Excerpts from Jim Conrad's
from the January 15, 2012 Newsletter issued from Hacienda Chichen Resort beside Chichén Itzá
Ruins, central Yucatán, MÉXICO
WHITE ROOTS ON EPIPHYTIC ORCHIDS
Maybe you've noticed that epiphytic orchids -- those growing on trees -- produce very thick, white roots. Those white roots help distinguish orchids from other epiphytic plant types, such as bromeliads. On the same deeply shaded, moldering woodpile in which earlier we found various slime molds forming fruiting bodies, nowadays there's a young orchid, a Catasetum integerrimum, about three inches tall (8cm) and issuing its first roots, as shown above.
Why are those roots so thick and white?
At first I imagined that the white covering was composed of mycorrhiza. Mycorrhizae are fungi living symbiotically on and in plant roots. They improve a root's carbohydrate storage capacity, help the roots absorb more mineral nutrients and transport water, and other things. However, there are two kinds of mycorrhiza: ectomycorrhizae, which form an exterior sheath on roots, and; endomycorrhizae, which live deep inside the roots. And I read that orchids have endomycorrhizae. Our orchid's white root covering is not an ectomycorrhiza.
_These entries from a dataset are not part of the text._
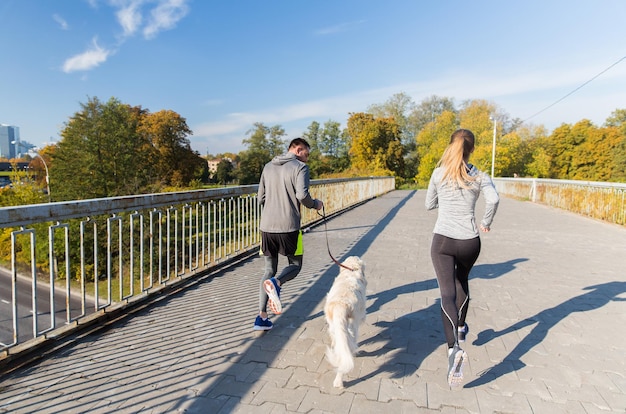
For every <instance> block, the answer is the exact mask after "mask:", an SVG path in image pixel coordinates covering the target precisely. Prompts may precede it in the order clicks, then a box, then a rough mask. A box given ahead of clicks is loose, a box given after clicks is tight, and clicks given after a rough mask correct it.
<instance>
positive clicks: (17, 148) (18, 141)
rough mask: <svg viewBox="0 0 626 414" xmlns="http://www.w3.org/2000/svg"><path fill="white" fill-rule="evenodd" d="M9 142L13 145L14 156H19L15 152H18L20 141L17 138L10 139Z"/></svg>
mask: <svg viewBox="0 0 626 414" xmlns="http://www.w3.org/2000/svg"><path fill="white" fill-rule="evenodd" d="M11 144H13V145H15V158H19V156H18V155H17V153H18V152H19V150H20V149H19V148H20V142H19V141H18V140H15V141H11Z"/></svg>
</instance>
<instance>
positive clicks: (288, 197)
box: [258, 152, 317, 233]
mask: <svg viewBox="0 0 626 414" xmlns="http://www.w3.org/2000/svg"><path fill="white" fill-rule="evenodd" d="M309 181H310V174H309V167H308V166H307V165H306V164H305V163H304V162H302V161H300V160H298V159H297V158H296V155H295V154H293V153H291V152H287V153H285V154H282V155H279V156H276V157H274V159H273V160H272V161H270V162H268V163H267V164H265V167H264V168H263V173H262V174H261V180H260V182H259V192H258V202H259V204H260V205H261V206H262V207H263V211H262V214H261V223H260V225H259V228H260V229H261V231H263V232H266V233H291V232H293V231H297V230H300V220H301V215H300V204H302V205H303V206H305V207H307V208H315V207H316V205H317V200H315V199H314V198H313V197H311V195H310V194H309Z"/></svg>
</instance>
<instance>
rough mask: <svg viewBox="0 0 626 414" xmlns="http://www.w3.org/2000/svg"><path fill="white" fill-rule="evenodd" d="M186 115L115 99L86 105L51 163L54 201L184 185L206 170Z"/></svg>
mask: <svg viewBox="0 0 626 414" xmlns="http://www.w3.org/2000/svg"><path fill="white" fill-rule="evenodd" d="M189 134H191V130H190V129H189V128H188V127H187V125H186V122H185V119H184V118H182V117H181V116H180V115H178V114H176V113H175V112H173V111H160V112H157V113H154V114H151V113H150V112H149V111H148V110H146V109H142V108H140V107H131V106H130V105H127V104H124V103H122V102H120V101H119V100H118V99H115V98H111V99H109V101H107V102H101V101H100V100H99V99H98V98H91V99H89V100H88V101H87V103H84V104H81V110H80V111H78V112H76V113H75V114H74V116H72V117H71V118H70V119H69V121H68V122H67V123H66V125H65V128H64V129H63V130H62V131H61V137H62V139H61V141H60V142H59V143H58V146H57V148H56V149H55V151H54V153H53V157H52V162H51V166H50V181H51V194H52V196H53V198H54V199H55V200H71V199H86V198H99V197H112V196H120V195H128V194H141V193H145V192H153V191H155V190H158V189H160V188H163V187H165V186H184V185H187V184H189V183H190V182H191V181H192V180H194V179H199V178H201V177H202V176H203V175H204V174H205V170H206V162H205V161H204V160H203V159H202V158H200V156H199V155H198V154H197V153H196V152H194V151H192V149H191V147H190V144H189V140H188V139H187V135H189Z"/></svg>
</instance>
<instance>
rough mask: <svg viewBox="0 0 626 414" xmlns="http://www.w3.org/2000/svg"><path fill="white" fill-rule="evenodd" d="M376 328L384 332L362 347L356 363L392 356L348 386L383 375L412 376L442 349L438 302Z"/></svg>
mask: <svg viewBox="0 0 626 414" xmlns="http://www.w3.org/2000/svg"><path fill="white" fill-rule="evenodd" d="M366 324H367V322H366ZM373 325H374V326H376V327H379V328H383V329H382V331H380V332H378V333H377V334H376V335H374V336H372V337H370V338H368V339H365V340H363V341H361V342H360V343H359V352H358V353H357V355H356V356H357V361H358V358H363V357H374V358H378V357H383V356H386V355H390V358H388V359H386V360H385V362H384V363H383V364H381V365H379V367H378V368H377V369H376V370H374V371H372V372H369V373H365V372H362V373H361V375H360V376H359V377H358V378H355V379H353V380H347V381H345V385H346V386H352V385H355V384H358V383H360V382H362V381H366V380H368V379H369V378H373V377H376V376H377V375H379V374H382V373H385V374H386V376H388V377H389V378H404V377H408V376H411V375H413V374H414V373H416V372H417V370H418V369H419V367H420V366H421V365H422V363H423V362H424V360H425V359H426V358H427V357H428V356H429V355H431V354H432V353H433V352H435V351H436V350H437V349H438V348H440V347H441V346H442V342H441V338H442V337H443V328H442V326H441V325H442V324H441V307H440V304H439V301H436V302H435V303H433V304H432V305H430V306H429V307H427V308H424V309H420V310H418V311H415V312H412V313H408V314H405V315H403V316H401V317H400V318H398V319H394V320H390V321H378V322H375V323H374V324H373ZM362 328H363V331H364V332H365V331H366V330H367V326H365V325H364V326H363V327H362ZM372 348H374V349H372Z"/></svg>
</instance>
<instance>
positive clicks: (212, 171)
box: [207, 157, 236, 175]
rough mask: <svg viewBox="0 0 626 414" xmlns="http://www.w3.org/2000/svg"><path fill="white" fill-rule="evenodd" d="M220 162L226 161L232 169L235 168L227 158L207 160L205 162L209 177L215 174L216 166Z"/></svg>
mask: <svg viewBox="0 0 626 414" xmlns="http://www.w3.org/2000/svg"><path fill="white" fill-rule="evenodd" d="M222 160H226V161H228V162H230V164H231V165H232V166H233V168H234V167H236V165H235V162H234V161H233V160H232V159H230V158H228V157H224V158H215V159H213V160H209V161H207V164H208V167H209V172H210V173H211V175H213V174H215V173H216V172H217V166H218V164H219V163H220V162H222Z"/></svg>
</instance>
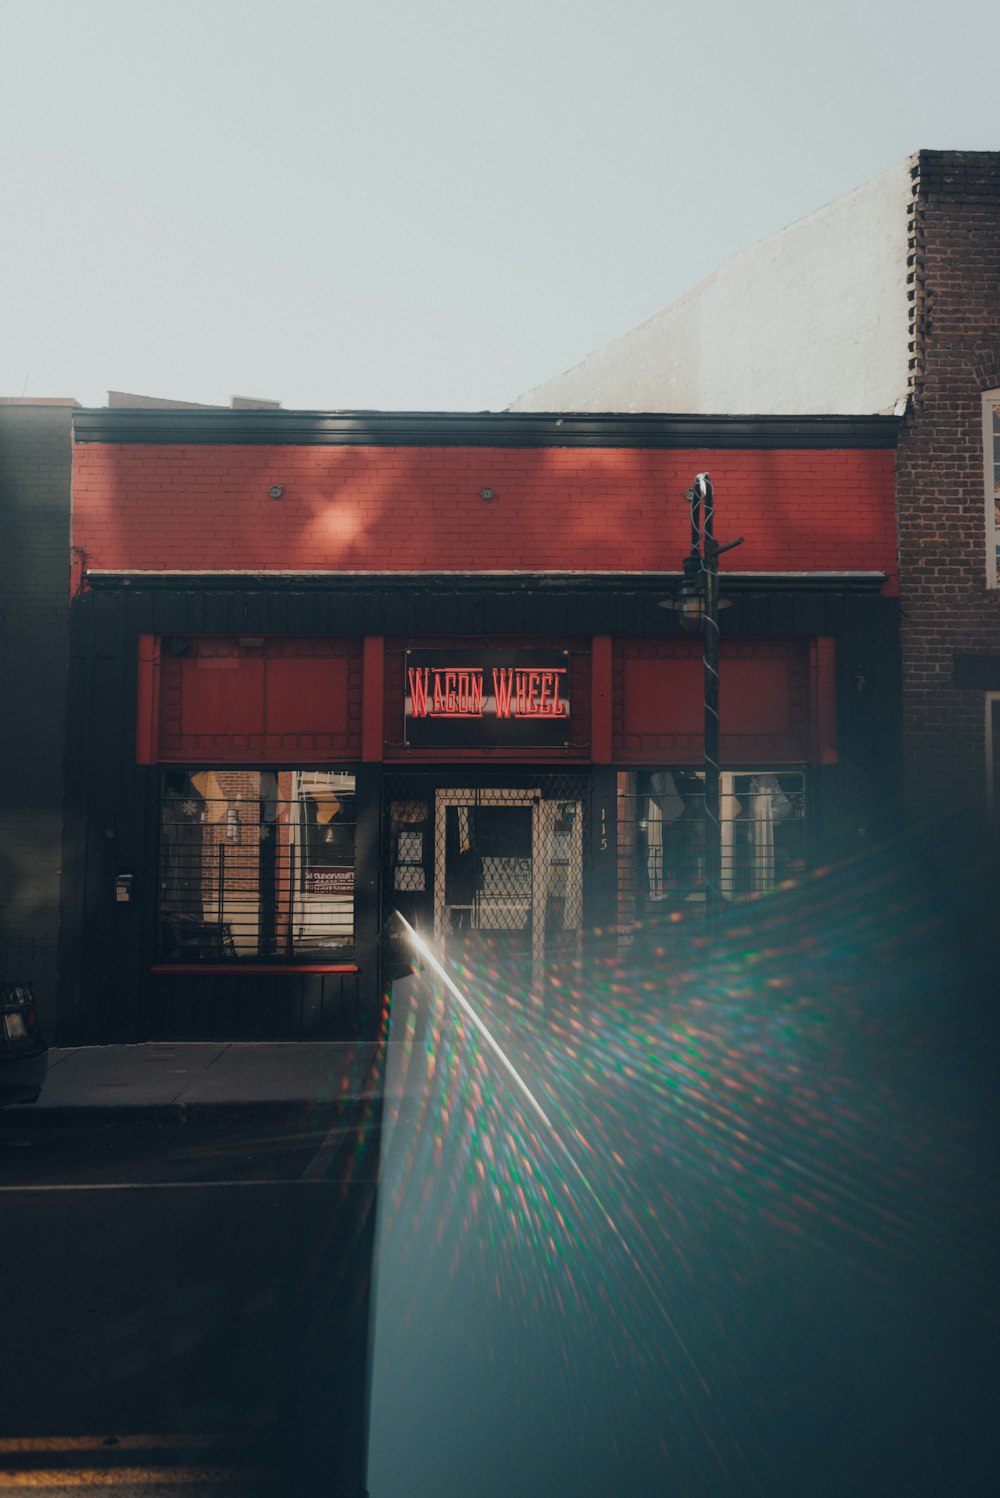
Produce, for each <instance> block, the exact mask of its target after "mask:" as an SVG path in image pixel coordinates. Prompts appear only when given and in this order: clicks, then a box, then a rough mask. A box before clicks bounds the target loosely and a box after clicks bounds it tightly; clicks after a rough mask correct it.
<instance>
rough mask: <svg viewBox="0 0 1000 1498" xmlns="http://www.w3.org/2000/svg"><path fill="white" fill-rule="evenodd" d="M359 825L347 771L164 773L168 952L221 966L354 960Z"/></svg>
mask: <svg viewBox="0 0 1000 1498" xmlns="http://www.w3.org/2000/svg"><path fill="white" fill-rule="evenodd" d="M355 822H356V813H355V777H353V774H350V773H341V771H332V770H307V771H302V770H177V771H168V773H166V774H165V776H163V798H162V818H160V956H162V957H163V959H165V960H168V962H198V960H216V962H219V960H228V959H232V960H240V959H244V960H281V959H284V960H295V959H320V957H329V959H337V957H343V956H346V954H349V951H350V950H352V945H353V905H355Z"/></svg>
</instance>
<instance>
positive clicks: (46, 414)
mask: <svg viewBox="0 0 1000 1498" xmlns="http://www.w3.org/2000/svg"><path fill="white" fill-rule="evenodd" d="M70 415H72V403H70V401H63V403H51V401H49V403H43V404H30V403H24V401H0V701H1V703H3V773H1V774H0V977H1V978H15V980H30V981H33V983H34V992H36V996H37V999H39V1010H40V1014H42V1023H43V1026H46V1028H48V1031H49V1035H51V1034H52V1023H51V1020H52V1016H54V1013H55V993H57V936H58V876H60V864H61V834H63V736H64V691H66V622H67V608H66V589H67V581H69V482H70Z"/></svg>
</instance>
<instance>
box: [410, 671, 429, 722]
mask: <svg viewBox="0 0 1000 1498" xmlns="http://www.w3.org/2000/svg"><path fill="white" fill-rule="evenodd" d="M428 674H430V673H428V668H427V667H418V668H416V671H415V670H413V667H410V712H412V715H413V718H427V677H428Z"/></svg>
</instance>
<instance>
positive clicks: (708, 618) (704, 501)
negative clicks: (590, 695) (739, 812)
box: [684, 473, 743, 920]
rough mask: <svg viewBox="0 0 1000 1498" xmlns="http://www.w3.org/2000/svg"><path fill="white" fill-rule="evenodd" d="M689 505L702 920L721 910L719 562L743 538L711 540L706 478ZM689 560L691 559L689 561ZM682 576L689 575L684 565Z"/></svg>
mask: <svg viewBox="0 0 1000 1498" xmlns="http://www.w3.org/2000/svg"><path fill="white" fill-rule="evenodd" d="M686 497H687V500H689V503H690V506H692V557H695V556H698V557H699V559H701V572H702V578H704V599H702V629H704V632H705V650H704V659H705V915H707V918H710V920H713V918H714V917H716V915H719V912H720V909H722V816H720V795H719V786H720V771H719V557H720V554H722V553H723V551H731V550H732V548H734V547H738V545H743V536H740V538H738V539H737V541H729V542H726V545H719V542H717V541H716V491H714V488H713V482H711V479H710V476H708V473H696V475H695V484H693V485H692V488H689V490H687V496H686ZM689 560H690V559H689ZM684 571H686V574H687V572H689V571H690V568H689V565H687V563H686V568H684Z"/></svg>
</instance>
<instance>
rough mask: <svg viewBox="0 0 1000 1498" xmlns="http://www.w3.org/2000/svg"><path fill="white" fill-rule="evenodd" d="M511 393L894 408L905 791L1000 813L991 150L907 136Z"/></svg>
mask: <svg viewBox="0 0 1000 1498" xmlns="http://www.w3.org/2000/svg"><path fill="white" fill-rule="evenodd" d="M510 409H512V410H576V412H594V410H630V412H641V410H645V412H651V410H665V412H669V410H687V412H729V413H750V412H777V410H781V412H799V413H802V415H805V413H829V412H856V413H862V412H895V413H898V415H900V416H901V418H903V419H901V427H900V443H898V467H897V527H898V563H900V599H901V617H903V635H901V638H903V742H904V791H906V803H907V804H909V809H910V812H912V813H913V816H915V818H916V819H918V821H919V822H924V824H927V825H928V827H930V828H931V830H933V833H934V836H936V837H937V836H940V834H942V833H948V831H951V833H955V834H957V839H955V840H957V843H958V846H963V845H964V840H966V839H967V837H969V834H970V833H976V831H979V830H981V828H982V827H984V825H987V821H988V819H987V815H985V813H988V812H993V815H994V818H996V812H997V807H1000V706H999V704H1000V589H999V587H997V544H999V542H1000V526H999V524H997V515H996V494H997V493H999V488H997V484H999V482H1000V153H996V151H919V153H916V154H915V156H912V157H909V159H907V160H904V162H901V163H900V165H897V166H894V168H892V169H891V171H888V172H885V174H883V175H882V177H879V178H876V180H874V181H871V183H867V184H865V186H864V187H859V189H856V190H855V192H852V193H849V195H847V196H846V198H841V199H838V201H837V202H832V204H829V205H826V207H825V208H820V210H819V211H817V213H814V214H811V216H810V217H807V219H804V220H801V222H798V223H795V225H790V226H789V228H787V229H783V231H781V232H780V234H775V235H772V237H771V238H768V240H763V241H762V243H760V244H756V246H753V247H751V249H749V250H746V252H743V253H741V255H737V256H734V258H732V259H729V261H726V262H725V264H723V265H720V267H719V270H717V271H714V273H713V274H711V276H708V277H707V279H705V280H704V282H702V283H701V285H699V286H696V288H693V289H692V291H690V292H687V294H686V295H684V297H681V298H678V301H675V303H672V304H671V306H668V307H665V309H663V310H662V312H659V313H657V315H656V316H653V318H650V319H648V321H647V322H644V324H642V325H639V327H638V328H633V330H632V331H629V333H626V334H624V336H623V337H620V339H617V340H615V342H614V343H611V345H608V346H606V348H605V349H600V351H597V352H596V354H593V355H590V358H587V360H584V363H582V364H579V366H578V367H576V369H573V370H569V372H567V373H566V375H560V376H557V377H555V379H552V380H548V382H546V383H543V385H540V386H539V388H537V389H533V391H530V392H528V394H527V395H522V397H519V398H518V400H515V401H513V403H512V407H510ZM864 691H865V692H871V694H880V692H882V691H883V683H882V682H879V680H877V679H871V680H865V683H864Z"/></svg>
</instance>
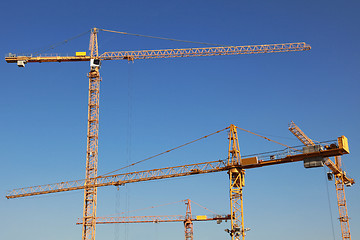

Finally it occurred to me that often these white roots are seen dangling freely in the air or even standing up as somehow rooting in the air, as shown at the left in the picture of a mature Catasetum integerrimum below:
Googling the topic of orchid absorption of water from the air, eventually I learned that the white, spongy, water-absorbing material covering epiphytic orchid roots (sometimes it can be silvery or brownish) is called "velamen." Anatomically velamen can be thought of as a root's much modified, spongy epidermis. Its main purpose is to wick water from the air, but also it serves as insulation for the roots. Velamen has a layer of thick-walled cells that keeps water from escaping as well as occasional thin-walled cells that allow water from outside to pass toward the root's conducting tissue.
Velamen-covered roots can function as ordinary roots, too, developing root hairs and absorbing nutrients from the host-tree bark it touches. The nutrients it absorbs on the orchid's arboreal perches derive from dead tree-bark, dissolved dust particles, bird droppings and the like.